Pretraining

November 20, 2025 · View on GitHub

We use nanotron library for training SmolLM, SmolLM2 and SmolLM3 base models.

Setup

Please refer to nanotron for detailed instructions on setting up your training environment and launching jobs. For SmolLM3 we use this branch and this branch of datatrove.

Below is an example of launching SmolLM3 training on 1 node (you can change the DP value to 4 in the config and adjust the batch size) and run:

git clone https://github.com/huggingface/nanotron
cd nanotron
# follow installation
CUDA_DEVICE_MAX_CONNECTIONS=1 torchrun --nproc_per_node=8 run_train.py --config-file smollm3/stage1_8T.yaml

If you are working on a slurm cluster, you can modify the launch.slurm and launch the training with:

sbatch launch.slurm

Note

Don't forget to create the logs directory before launching the job

Continual pre-training

The nanotron checkpoints for SmolLM2 models are available at: https://huggingface.co/HuggingFaceTB/SmolLM2-nanotron-ckpt. SmolLM3 transformers format checkpoint are availble here https://huggingface.co/HuggingFaceTB/SmolLM3-3B-checkpoints.

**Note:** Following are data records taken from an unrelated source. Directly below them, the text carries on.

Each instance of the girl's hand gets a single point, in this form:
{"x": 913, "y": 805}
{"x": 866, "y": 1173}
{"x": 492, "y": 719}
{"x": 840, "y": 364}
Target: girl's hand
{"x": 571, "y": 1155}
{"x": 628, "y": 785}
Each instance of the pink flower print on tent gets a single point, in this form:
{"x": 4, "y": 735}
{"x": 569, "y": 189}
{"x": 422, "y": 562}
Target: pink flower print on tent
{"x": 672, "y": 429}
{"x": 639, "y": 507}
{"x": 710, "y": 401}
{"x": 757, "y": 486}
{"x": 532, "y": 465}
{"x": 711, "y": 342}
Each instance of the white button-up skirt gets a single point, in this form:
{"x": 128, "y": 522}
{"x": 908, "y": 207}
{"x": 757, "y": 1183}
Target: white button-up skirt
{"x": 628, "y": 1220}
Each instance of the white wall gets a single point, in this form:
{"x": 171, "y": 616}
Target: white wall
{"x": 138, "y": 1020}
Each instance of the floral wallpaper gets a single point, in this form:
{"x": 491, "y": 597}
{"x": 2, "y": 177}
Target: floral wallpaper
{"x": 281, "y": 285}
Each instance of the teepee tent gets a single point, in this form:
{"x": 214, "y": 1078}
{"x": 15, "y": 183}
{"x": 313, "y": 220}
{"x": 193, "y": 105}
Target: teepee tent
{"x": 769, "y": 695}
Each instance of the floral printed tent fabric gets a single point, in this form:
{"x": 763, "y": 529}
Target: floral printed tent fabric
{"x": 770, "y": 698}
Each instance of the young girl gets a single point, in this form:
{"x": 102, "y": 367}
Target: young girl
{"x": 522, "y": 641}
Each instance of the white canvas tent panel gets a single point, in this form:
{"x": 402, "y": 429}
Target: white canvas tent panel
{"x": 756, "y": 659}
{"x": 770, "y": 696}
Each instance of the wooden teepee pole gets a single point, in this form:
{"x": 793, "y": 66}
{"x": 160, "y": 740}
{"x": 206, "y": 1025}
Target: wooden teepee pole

You can find an example of continual pre-training in the continual-pretraining folder.

SmolLM3

SmolLM3 follows a transformer decoder architecture with tied embedding similar to SmolLM2, building on Llama architecture with some key modifications optimized for efficiency and long context performance.

Grouped Query Attention (GQA): We replaced multi-head attention with grouped query attention using 4 groups. Our ablations on a 3B model trained with 100B tokens from FineWeb-Edu showed that GQA matches the performance of multi-head attention while significantly reducing the KV cache size during inference.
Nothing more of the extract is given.